Indoor sources of exposure to formaldehyde include building materials that emit formaldehyde, such as particleboard and fibreboard, and pressed wood products. Burning of wood and kerosene also produces formaldehyde. In a large-scale indoor survey in 876 homes in the United Kingdom, Raw et al. (11) found that the highest concentrations of formaldehyde were in homes with recently refurbished dwellings. Clarisse et al. (12) measured aldehydes in bedrooms, living rooms, and kitchens in 61 Parisian apartments. Their data showed that the formaldehyde concentrations were a function of the age of the dwellings and the type of furniture.
Radon
Radon is a radioactive gas that results from the natural radioactive decay of uranium in soil, rock, and water.

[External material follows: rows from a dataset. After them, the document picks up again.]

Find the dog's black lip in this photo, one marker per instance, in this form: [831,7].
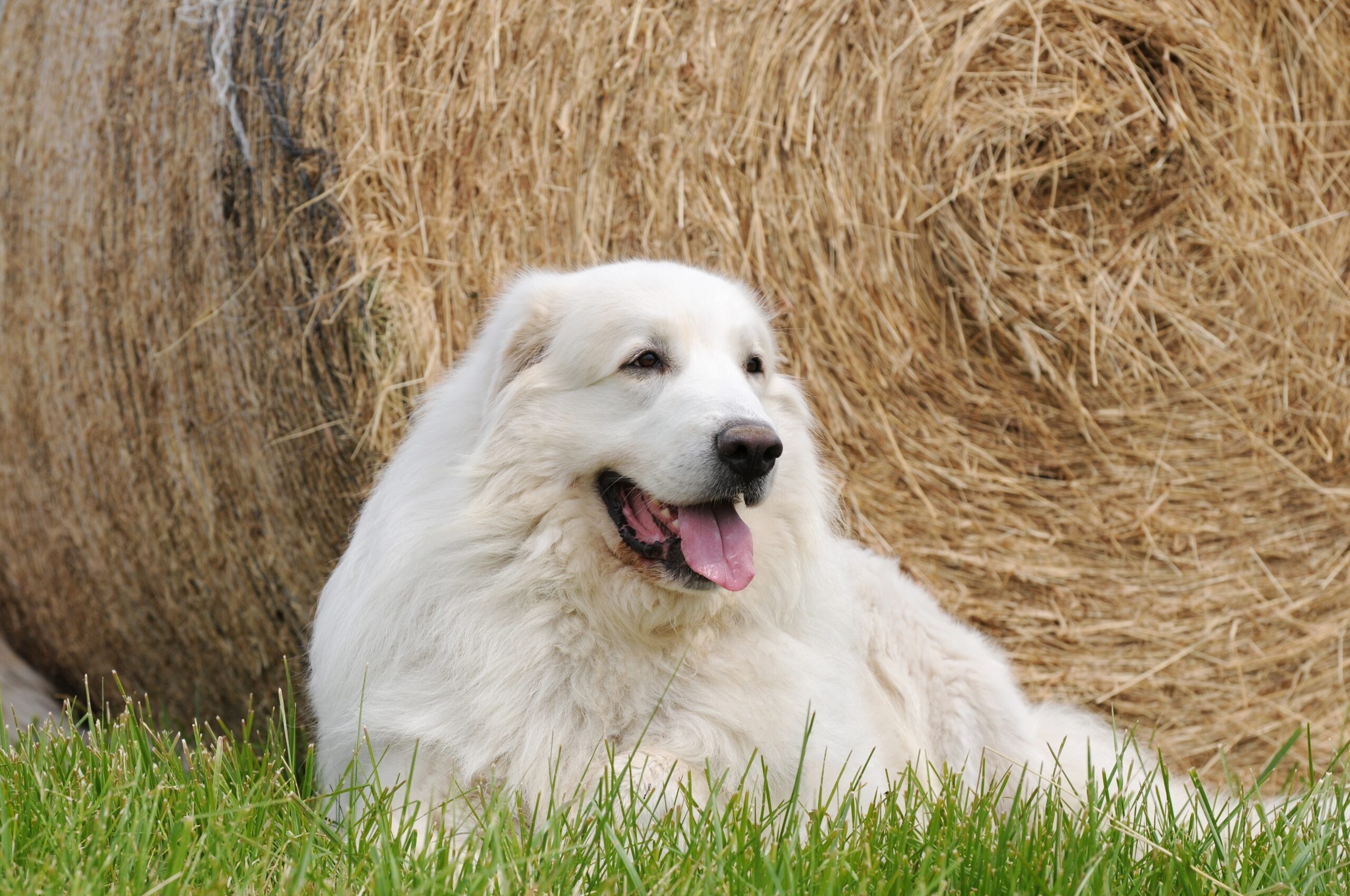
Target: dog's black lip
[613,488]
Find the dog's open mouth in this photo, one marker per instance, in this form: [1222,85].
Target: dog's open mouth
[700,544]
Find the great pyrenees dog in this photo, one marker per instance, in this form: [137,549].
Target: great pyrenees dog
[609,536]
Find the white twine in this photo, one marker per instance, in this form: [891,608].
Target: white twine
[222,53]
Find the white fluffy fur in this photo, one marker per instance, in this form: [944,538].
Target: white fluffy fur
[485,618]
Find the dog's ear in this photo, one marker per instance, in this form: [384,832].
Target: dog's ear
[526,345]
[520,328]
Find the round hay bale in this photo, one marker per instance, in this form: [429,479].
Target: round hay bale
[1067,281]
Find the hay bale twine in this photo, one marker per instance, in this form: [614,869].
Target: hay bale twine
[1067,281]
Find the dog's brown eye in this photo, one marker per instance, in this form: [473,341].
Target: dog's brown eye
[647,361]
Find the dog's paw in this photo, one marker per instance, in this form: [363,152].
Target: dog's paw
[658,784]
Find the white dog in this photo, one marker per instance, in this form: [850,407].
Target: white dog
[609,531]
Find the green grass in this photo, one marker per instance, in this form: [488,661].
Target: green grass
[129,810]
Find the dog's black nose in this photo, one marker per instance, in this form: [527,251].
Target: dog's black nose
[750,450]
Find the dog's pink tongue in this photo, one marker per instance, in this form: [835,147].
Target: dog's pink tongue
[717,544]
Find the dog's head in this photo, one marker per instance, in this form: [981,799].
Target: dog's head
[649,397]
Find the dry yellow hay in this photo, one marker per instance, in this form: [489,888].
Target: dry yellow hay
[1066,278]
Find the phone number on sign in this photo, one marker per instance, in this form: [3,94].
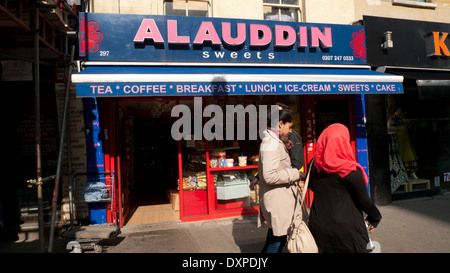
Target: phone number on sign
[337,58]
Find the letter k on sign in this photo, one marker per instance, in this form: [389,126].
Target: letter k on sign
[440,44]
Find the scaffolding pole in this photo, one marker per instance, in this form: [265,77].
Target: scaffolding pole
[60,154]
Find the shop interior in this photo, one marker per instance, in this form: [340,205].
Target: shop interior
[419,146]
[213,175]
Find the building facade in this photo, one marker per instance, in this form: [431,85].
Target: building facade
[94,137]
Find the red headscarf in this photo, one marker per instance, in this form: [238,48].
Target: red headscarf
[334,153]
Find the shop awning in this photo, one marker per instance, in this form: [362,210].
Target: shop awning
[119,81]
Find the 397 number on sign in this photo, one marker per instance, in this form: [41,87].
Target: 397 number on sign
[446,177]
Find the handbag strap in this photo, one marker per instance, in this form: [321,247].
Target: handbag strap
[303,193]
[305,187]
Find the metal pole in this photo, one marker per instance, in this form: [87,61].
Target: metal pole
[37,124]
[61,149]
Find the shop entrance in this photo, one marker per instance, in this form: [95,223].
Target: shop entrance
[149,165]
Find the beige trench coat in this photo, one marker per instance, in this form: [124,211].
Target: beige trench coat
[277,199]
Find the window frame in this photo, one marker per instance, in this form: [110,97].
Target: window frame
[186,8]
[280,6]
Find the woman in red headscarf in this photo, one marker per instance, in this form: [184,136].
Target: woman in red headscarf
[340,195]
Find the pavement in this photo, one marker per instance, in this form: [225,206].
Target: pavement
[419,225]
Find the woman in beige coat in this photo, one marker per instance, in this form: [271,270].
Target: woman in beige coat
[276,183]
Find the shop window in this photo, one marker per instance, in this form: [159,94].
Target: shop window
[198,8]
[282,10]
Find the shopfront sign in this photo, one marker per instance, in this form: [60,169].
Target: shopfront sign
[441,43]
[181,39]
[416,44]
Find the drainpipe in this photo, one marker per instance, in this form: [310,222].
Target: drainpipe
[37,125]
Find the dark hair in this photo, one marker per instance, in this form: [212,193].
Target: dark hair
[283,106]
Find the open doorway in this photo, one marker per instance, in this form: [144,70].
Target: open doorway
[149,160]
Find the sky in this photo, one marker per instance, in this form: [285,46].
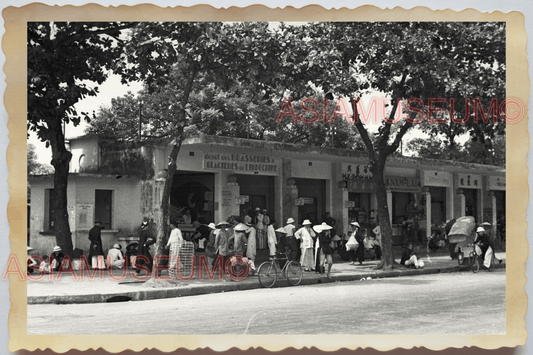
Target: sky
[110,89]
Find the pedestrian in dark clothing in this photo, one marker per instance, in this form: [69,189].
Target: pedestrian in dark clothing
[146,238]
[330,221]
[409,258]
[326,254]
[30,262]
[359,253]
[287,245]
[96,252]
[409,232]
[56,259]
[451,246]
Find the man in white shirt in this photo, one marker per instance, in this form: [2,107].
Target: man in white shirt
[115,258]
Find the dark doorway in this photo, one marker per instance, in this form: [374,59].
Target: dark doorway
[103,208]
[195,192]
[313,193]
[471,203]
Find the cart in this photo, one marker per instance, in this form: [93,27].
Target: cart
[463,232]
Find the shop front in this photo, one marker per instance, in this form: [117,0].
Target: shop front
[404,202]
[496,186]
[312,181]
[469,186]
[438,198]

It can also enter a home through cracks in the foundation or walls. Over time, radon can damage the lungs by releasing small bursts of energy that break down the atoms within cells. Radon is the second leading cause of lung cancer after smoking. The Massachusetts Department of Public Health’s Indoor Air Quality Program advises and assists homeowners, radon mitigators, and other professionals to mitigate high levels of radon in homes or commercial buildings. The program receives funding from the EPA’s State Indoor Radon Grant Program to assist in these efforts.
Radon testing can be done with a do-it-yourself kit purchased in hardware and home improvement stores. These kits are placed in the home for a period of time before being returned to a laboratory for analysis. Alternatively, you can hire a professional to test for radon in your home or business. Qualified contractors can be found through the EPA’s website or through your state radon office.
The EPA recommends that homes be fixed if the long-term average radon level is 4 picocuries per liter or higher. This is a standard used in the nuclear industry and represents the number of radioactive disintegrations in one cubic meter of air over a year. It is important to note that any level of radon exposure carries some risk and that a reduction in radon levels is the only known way to lower your risk.
In addition to testing for radon in air, you should also have your home’s well water tested for radon as radon can seep through the ground into drinking water. If the water is found to have elevated radon, it can be treated with various methods.
The EPA’s “Test. Fix. Save a Life.” campaign reminds people that the best way to protect their health from radon is to take action and have it tested. The EPA estimates that fixing elevated radon levels reduces the risk of lung cancer by up to 50%. The cost of reducing radon levels is much less than the cost of treating other common indoor pollutants, such as asbestos, lead paint, and mold spores.